In my opinion the ratio of inputs to outputs is not significant except perhaps in extreme cases. This can be demonstrated mathematically. Once you have even a small number of inputs and outputs the potential number of connections quickly runs into a very, very, high number.
If you have only one output (A) and two inputs (X, Y) you have three possible patches:
A-X, A-Y, and A-X and Y.
If we have two outputs (A,B) and two inputs (X, Y), we have eight possible patches:
A-X only, A-Y only, A-X and Y, B-X, B-Y, B-X and Y, A-X and B-Y, A-Y and B-X
With two outputs and three inputs I can come up with at least 26 different patches. See how fast the number is growing? Let's say we have a small system with 20 inputs and 10 outputs. There are 200 ways to place the first patch cable. Once we place that first cable we now have 199 possible options for a second cable...and so on. That setup has so many patch possibilities I can't even type out the number.
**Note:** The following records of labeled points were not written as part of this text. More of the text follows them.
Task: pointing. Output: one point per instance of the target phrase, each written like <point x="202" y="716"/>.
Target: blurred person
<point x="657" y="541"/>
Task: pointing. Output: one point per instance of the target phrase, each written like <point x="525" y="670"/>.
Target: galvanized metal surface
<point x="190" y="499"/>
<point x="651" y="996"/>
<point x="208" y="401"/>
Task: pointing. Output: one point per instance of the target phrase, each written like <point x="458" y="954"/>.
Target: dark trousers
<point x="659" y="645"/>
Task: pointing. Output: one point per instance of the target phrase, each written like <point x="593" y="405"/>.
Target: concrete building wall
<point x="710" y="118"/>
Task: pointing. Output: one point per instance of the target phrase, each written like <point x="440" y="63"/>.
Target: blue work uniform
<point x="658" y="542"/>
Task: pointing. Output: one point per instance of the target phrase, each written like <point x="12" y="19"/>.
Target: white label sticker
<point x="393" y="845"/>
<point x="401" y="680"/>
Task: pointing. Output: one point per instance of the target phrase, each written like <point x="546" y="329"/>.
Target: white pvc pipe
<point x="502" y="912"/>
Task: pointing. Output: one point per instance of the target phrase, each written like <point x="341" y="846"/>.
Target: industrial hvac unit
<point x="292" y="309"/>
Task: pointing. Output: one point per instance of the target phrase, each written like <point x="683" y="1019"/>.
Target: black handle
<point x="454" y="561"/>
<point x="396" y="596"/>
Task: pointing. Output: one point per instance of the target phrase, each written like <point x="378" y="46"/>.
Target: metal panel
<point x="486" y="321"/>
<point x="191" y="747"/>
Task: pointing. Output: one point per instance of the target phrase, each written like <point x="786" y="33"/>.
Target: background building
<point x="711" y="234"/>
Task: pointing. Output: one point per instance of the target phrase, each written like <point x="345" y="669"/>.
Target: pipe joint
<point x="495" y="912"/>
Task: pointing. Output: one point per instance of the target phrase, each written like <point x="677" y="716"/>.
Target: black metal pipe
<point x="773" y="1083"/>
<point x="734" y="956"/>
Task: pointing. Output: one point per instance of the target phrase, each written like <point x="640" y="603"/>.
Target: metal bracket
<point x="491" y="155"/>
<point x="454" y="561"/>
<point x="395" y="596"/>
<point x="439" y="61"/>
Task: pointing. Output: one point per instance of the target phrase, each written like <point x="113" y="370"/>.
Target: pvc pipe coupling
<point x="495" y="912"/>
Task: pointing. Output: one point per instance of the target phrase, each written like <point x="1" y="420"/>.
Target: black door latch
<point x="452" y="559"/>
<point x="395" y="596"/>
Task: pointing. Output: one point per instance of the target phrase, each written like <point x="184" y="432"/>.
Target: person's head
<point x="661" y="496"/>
It's roughly 8 with 374 zeroes after it. Even such a small system with a heavy imbalance has a mind-bogglingly huge patch potential. Your numbers are 90 inputs and 60 outputs, roughly speaking? You have 5400 options for that first patch cable, and my scientific calculator gives me an overflow error trying to compute the total number of possibilities. You aren't "missing out" if the number of ins and outs don't match. It's not important in the slightest.
My personal advice is to not worry about trying to balance out the number of ins/outs and instead to ask yourself what you think the weakest part of your system is and address that. What's the one module that would add the most utility to your system?